NWHCM : 1956.133.21: The New Game of Virtue Rewarded and Vice Punished for the Amusement of Youth of Both Sexes

The game is laid out as a spiral of circular pictures each numbered and given a title, either a vice such as ‘anger’ or ‘sloth’ or a virtue such as ‘temperance’ or ‘faith’. The game was played with a teetotum which was an early form of dice. Interestingly the teetotum was chosen as dice were associated with gambling which was obviously seen as a vice.


NWHCM : 1975.390.10: Pair of Teetotum from Strangers’ Hall collection

The game commences on the House of Correction square and ends with the winner reaching the 33rd and final square ‘Virtue’. There are however pitfalls along the way, for instance if you have the misfortune of landing on square 17 ‘carelessness’ your punishment is to return to square 2 ‘prudence’. Virtuous behaviour is rewarded as the pious (square 24) are rewarded with a jump up to temperance (square 31).

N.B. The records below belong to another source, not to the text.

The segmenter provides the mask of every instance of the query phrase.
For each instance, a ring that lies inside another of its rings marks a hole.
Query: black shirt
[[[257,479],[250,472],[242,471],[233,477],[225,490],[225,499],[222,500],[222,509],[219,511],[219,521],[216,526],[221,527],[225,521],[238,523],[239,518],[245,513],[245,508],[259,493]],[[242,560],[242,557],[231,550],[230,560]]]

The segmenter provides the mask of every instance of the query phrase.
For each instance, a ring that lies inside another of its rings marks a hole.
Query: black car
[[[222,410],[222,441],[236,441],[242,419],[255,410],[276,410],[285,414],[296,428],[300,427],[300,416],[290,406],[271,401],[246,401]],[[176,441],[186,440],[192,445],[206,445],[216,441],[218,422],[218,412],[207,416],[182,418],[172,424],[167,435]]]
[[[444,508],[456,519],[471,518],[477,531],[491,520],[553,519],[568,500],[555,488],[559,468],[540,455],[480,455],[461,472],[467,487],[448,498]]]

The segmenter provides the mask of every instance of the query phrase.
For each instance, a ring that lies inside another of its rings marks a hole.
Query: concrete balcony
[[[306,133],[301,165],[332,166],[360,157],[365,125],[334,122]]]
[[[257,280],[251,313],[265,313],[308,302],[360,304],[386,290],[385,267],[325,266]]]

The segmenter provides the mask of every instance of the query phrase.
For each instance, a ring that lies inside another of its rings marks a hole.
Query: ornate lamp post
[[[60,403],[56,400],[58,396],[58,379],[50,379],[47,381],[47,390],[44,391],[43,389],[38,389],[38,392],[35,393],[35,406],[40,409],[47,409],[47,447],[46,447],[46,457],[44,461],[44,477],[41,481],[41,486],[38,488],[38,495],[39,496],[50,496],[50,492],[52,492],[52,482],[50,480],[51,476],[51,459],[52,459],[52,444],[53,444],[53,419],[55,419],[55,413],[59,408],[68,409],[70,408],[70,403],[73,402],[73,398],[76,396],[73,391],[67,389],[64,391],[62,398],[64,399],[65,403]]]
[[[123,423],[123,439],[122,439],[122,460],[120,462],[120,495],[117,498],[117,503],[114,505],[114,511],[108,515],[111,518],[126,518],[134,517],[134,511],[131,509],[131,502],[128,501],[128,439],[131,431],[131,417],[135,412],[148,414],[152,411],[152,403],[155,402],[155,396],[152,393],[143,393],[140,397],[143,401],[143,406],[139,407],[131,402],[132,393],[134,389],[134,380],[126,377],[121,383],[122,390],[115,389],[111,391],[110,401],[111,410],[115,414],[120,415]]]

Square 1, the House of Correction. A place to be avoided.

What interests me about the game is what it tells us about how attitudes to good and bad or vice and virtue have changed in the 200 years since the game was published. Much of what the game has to teach is compatible with modern notions of vice and virtue. We all surely agree that truth and friendship are to be admired whilst hypocrisy and malice are to be disapproved of.

However there are some notable differences, luxury for example is presented as a sin. Do we still consider luxury a sin in the 21st century or is it something to aspire to? Regardless of your answer to this question, one thing is certain – even those of modest means enjoy luxuries in our lives that our 19th century counterparts could only dream of.


Luxury, depicted as a well fed man enjoying a large feast.

Whether the game was successful in achieving its intended aims is uncertain. I do think there is a certain irony in using a game of chance to teach children about the importance of choosing the correct path in life. So much of life is purely down to chance and the path we end up on does sometimes feel like it was decided by the throw of a dice or the spin of a teetotum.